Scientist Gavin Schmidt divides potential abrupt climate change scenarios into “known unknowns” (such as the rate of future sea level rise, the magnitude of methane releases from cathrates, or the extent to which the THC might slow down) and “unknown unknowns” (potential changes in Earth’s climate as a result of feedbacks that cannot now be predicted). The fact that there remain many periods of inexplicable rapid climate change in the paleoclimate record suggests a healthy concern for unknown unknowns is warranted.
As Schmidt puts it:
There is also the existence of ‘unknown unknowns’ – tipping points that we are as yet unaware of. An example of this kind of surprise happened in relation to the Antarctic ozone hole, where unexpected chemistry on surfaces of ice particles led to much more efficient destruction of ozone in the polar vortex than had been expected, making an existing concern into a serious problem. By their nature, we are not able to assess how important any such surprises might be, but it is impossible to rule them out entirely.
The fact that we are soon to experience global mean temperatures possibly unprecedented in the last million years lends credence to the concern that tinkering with our non-linear climate system may yield dramatic and unexpected results.
The danger of abrupt climate change lies in the inability of human and natural systems to respond fast enough. As Columbia’s Wallace Broecker explains, “if the impact has the potential of coming at us fast – of being an abrupt change like the ones that are so abundant in the paleoclimate record – then there is far more reason to be worried, because we might not have time to adapt to it.”
How Concerned Should We Be?
The potential for abrupt climate change is certainly a serious concern, but reporters, scientists, and policy makers alike should beware a tendency to overstate the possibility of known events happening in the near future.

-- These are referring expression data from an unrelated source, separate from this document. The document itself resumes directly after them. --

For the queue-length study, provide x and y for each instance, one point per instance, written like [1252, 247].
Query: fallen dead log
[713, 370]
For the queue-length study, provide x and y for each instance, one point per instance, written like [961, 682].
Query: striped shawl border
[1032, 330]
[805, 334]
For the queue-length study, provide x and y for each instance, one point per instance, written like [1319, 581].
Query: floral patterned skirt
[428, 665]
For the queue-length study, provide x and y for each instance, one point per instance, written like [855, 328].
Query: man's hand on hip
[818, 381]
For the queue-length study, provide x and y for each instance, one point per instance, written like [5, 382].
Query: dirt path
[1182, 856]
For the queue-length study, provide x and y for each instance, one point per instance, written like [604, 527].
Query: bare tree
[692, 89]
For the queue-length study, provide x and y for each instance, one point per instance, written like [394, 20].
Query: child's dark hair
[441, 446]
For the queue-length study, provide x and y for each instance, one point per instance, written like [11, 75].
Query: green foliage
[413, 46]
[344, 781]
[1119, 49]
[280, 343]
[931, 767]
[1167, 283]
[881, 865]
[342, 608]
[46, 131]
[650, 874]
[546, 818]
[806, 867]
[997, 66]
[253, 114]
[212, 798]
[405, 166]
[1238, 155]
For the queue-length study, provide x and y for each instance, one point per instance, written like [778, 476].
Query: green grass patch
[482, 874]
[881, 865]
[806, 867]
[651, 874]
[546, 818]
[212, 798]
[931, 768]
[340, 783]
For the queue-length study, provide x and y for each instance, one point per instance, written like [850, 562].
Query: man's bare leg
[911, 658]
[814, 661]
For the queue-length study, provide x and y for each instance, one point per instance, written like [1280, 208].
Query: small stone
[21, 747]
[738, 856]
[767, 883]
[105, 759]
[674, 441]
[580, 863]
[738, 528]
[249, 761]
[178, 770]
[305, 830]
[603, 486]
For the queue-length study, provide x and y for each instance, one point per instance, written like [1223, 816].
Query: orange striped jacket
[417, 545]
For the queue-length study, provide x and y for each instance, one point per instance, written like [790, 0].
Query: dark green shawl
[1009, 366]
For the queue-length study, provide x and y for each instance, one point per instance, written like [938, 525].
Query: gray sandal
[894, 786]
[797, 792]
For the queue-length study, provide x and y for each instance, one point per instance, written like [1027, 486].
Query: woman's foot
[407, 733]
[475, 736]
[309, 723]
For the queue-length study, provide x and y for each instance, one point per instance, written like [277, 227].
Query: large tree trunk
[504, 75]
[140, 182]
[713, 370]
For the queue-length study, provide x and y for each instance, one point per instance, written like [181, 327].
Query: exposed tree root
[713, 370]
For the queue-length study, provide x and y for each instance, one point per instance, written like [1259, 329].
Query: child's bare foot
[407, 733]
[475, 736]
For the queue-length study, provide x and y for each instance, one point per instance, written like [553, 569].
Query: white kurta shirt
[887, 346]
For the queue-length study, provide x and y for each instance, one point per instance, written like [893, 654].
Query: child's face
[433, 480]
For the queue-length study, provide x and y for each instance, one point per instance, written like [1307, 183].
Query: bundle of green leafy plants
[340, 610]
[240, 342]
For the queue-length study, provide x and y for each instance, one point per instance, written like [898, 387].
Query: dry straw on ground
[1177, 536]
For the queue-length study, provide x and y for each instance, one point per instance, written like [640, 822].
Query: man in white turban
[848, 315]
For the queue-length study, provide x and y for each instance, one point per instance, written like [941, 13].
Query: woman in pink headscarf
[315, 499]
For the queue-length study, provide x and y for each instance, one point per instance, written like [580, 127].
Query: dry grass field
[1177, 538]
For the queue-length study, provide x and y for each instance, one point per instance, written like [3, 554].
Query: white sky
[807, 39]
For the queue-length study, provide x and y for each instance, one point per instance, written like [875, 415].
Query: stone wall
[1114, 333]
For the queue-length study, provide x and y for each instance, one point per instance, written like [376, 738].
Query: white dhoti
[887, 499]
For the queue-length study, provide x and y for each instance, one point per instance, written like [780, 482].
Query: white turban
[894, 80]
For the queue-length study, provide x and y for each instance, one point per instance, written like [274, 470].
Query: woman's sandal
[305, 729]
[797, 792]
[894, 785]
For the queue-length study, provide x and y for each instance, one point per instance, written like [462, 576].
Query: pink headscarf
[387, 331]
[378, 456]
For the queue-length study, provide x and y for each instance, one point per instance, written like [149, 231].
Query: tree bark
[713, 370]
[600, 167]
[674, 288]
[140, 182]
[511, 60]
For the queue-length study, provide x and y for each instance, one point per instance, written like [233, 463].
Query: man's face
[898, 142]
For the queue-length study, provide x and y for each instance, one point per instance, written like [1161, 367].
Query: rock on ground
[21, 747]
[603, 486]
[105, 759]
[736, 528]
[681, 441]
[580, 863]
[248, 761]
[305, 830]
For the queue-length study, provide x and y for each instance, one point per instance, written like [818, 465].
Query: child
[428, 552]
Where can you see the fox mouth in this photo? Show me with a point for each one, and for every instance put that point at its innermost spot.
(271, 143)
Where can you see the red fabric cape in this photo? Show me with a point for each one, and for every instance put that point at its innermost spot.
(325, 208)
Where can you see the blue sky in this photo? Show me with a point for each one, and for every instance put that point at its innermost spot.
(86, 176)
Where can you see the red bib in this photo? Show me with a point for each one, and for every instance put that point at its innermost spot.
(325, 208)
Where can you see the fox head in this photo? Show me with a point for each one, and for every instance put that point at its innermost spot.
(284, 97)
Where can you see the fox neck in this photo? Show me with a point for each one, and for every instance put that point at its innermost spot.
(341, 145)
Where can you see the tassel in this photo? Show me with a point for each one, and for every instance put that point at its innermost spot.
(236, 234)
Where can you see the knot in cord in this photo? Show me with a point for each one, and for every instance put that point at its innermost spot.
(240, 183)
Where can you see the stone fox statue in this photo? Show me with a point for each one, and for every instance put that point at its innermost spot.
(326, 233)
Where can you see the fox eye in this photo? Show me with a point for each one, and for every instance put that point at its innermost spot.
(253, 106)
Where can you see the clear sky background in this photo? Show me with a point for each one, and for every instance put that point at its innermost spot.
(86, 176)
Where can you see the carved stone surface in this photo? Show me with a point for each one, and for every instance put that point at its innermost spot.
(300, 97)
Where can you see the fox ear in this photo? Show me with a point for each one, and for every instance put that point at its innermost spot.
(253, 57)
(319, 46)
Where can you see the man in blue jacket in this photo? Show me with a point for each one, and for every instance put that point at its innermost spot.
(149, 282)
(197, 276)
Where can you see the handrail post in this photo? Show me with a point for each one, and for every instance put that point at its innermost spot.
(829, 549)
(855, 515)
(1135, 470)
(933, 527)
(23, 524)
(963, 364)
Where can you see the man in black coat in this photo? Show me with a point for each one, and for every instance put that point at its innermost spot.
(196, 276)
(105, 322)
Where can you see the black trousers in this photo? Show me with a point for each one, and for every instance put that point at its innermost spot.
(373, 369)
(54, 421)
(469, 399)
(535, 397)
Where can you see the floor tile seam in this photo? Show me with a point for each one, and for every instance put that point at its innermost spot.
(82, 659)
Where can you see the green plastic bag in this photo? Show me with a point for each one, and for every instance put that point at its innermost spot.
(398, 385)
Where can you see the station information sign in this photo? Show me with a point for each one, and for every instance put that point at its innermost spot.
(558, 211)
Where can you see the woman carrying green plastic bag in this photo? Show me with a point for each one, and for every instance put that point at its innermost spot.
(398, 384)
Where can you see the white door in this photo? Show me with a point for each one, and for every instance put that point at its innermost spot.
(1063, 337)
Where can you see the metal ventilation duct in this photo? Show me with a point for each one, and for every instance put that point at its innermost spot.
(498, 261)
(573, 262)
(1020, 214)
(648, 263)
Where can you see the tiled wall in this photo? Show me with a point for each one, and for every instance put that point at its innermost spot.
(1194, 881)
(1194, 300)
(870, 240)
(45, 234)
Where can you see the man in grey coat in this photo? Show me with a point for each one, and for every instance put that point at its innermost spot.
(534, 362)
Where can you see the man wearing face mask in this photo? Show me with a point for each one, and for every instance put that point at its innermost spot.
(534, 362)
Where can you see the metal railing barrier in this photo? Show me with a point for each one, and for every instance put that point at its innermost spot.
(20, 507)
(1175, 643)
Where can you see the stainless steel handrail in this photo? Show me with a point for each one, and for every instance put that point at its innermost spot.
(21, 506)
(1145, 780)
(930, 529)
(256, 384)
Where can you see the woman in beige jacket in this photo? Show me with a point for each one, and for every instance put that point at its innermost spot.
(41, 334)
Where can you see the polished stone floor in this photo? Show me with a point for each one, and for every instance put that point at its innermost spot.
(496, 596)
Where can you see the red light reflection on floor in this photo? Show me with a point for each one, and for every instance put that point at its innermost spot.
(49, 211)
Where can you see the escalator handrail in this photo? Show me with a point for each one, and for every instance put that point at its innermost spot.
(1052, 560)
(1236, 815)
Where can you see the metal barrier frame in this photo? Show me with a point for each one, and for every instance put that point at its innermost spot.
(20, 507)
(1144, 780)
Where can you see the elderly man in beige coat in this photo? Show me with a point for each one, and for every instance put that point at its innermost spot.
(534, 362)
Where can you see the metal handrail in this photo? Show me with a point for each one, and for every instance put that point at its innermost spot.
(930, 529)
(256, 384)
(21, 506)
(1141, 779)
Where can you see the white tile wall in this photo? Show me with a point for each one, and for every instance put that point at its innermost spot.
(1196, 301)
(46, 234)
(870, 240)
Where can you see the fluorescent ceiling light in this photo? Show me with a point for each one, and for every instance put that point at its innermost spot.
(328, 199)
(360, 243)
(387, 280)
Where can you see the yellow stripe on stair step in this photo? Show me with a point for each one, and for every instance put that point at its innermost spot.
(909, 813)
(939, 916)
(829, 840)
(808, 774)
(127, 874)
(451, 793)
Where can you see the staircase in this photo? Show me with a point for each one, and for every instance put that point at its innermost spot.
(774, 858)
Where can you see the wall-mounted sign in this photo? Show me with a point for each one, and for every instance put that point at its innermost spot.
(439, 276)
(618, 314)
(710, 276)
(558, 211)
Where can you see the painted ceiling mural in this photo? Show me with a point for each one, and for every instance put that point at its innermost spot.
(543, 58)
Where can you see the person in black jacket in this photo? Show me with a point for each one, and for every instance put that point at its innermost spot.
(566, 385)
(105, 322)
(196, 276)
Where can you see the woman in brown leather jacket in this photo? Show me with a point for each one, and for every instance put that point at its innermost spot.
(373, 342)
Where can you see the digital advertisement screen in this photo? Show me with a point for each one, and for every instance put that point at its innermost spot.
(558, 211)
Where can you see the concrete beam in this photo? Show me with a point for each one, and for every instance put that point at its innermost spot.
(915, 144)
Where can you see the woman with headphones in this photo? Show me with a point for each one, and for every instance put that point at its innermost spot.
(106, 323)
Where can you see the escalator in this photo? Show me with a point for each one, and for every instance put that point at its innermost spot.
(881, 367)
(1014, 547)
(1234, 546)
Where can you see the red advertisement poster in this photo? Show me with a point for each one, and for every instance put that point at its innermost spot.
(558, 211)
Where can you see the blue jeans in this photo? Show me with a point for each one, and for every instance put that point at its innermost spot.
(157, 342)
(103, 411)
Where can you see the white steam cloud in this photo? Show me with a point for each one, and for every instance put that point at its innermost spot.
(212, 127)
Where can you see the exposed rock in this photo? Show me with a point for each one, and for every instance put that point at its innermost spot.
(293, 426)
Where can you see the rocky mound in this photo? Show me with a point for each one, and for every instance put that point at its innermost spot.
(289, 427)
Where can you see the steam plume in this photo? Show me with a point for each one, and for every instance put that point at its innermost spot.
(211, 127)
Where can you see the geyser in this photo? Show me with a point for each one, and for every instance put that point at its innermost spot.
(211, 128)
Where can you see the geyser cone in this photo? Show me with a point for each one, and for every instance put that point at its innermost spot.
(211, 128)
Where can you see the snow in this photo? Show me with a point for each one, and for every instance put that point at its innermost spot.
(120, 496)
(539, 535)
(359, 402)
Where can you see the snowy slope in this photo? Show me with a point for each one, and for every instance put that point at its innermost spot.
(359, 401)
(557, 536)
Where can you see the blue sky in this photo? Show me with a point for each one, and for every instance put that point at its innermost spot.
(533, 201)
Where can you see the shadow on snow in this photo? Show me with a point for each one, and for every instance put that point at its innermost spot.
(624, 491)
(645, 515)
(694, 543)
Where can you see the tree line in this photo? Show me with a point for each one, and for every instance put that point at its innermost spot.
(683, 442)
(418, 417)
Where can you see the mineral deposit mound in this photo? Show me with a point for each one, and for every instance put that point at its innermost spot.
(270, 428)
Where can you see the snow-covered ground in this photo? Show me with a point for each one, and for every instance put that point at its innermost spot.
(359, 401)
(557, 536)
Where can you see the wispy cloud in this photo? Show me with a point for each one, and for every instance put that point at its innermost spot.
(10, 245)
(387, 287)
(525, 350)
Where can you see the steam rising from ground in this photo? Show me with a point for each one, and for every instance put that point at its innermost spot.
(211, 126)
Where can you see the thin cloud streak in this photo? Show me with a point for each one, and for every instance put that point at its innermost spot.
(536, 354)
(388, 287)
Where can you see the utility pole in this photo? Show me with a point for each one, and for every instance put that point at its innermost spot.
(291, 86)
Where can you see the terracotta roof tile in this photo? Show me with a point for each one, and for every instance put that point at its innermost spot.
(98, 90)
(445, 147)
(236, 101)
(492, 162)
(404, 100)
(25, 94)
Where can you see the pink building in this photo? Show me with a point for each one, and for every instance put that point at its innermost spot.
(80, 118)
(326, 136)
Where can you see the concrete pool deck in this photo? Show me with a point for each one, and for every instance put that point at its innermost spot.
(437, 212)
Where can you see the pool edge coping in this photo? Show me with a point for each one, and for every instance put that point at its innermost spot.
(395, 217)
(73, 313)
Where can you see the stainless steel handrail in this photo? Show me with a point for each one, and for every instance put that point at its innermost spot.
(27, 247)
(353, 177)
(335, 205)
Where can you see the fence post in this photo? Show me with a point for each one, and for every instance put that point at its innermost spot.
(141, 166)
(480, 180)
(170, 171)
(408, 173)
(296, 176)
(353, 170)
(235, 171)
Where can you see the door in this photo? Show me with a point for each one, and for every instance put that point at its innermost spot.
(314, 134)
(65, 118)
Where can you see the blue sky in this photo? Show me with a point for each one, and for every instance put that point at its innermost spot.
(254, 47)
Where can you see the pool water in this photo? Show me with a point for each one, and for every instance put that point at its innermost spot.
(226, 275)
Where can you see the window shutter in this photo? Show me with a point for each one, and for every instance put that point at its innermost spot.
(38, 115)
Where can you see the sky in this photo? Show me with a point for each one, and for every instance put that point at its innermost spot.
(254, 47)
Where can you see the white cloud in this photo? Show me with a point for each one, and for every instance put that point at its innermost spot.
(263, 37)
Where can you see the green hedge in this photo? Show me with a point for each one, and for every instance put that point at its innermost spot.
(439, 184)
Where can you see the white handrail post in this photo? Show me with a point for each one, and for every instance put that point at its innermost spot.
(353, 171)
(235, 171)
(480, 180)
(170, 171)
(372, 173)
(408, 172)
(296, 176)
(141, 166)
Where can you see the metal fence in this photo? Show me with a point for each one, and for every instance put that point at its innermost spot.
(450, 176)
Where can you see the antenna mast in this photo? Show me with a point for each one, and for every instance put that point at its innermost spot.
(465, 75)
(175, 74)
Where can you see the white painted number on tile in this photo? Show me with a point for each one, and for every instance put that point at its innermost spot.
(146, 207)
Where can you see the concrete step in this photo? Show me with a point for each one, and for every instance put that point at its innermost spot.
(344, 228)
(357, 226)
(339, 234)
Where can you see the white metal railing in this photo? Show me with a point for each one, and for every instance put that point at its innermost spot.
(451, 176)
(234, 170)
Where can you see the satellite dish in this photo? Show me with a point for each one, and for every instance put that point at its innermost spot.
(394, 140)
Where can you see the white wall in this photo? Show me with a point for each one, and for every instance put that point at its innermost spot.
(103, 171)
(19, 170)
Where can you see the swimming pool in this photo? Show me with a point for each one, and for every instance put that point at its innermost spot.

Some of the worst reporting on climate change has taken these possible scenarios far beyond what is supported by the best science. It’s perhaps best to have a general caution about what might happen as powerful anthropogenic forcings drive an unpredictable non-linear climate system characterized by strong feedbacks, rather than to fret now over a specific scenario of impending disaster.
The most relevant abrupt changes in the short term may happen locally rather than globally. These include unexpected changes to ecosystems caused by rising temperatures, such as the devastation of forests in Alaska by the pine bark beetle. There is also reason to be concerned about severe droughts occurring in historically drought-prone regions, such as the American Southwest.
Schmidt succinctly sums up the complexities of the climate system: “… It seems more appropriate to view the system as having multiple tipping points and thresholds that range in importance and scale from the smallest ecosystem to the size of the planet.”
He cautions that the subject of abrupt climate change is an area where nuance is desperately needed, arguing that “An appreciation of that subtlety may be useful when reading some of the worst coverage on the topic.”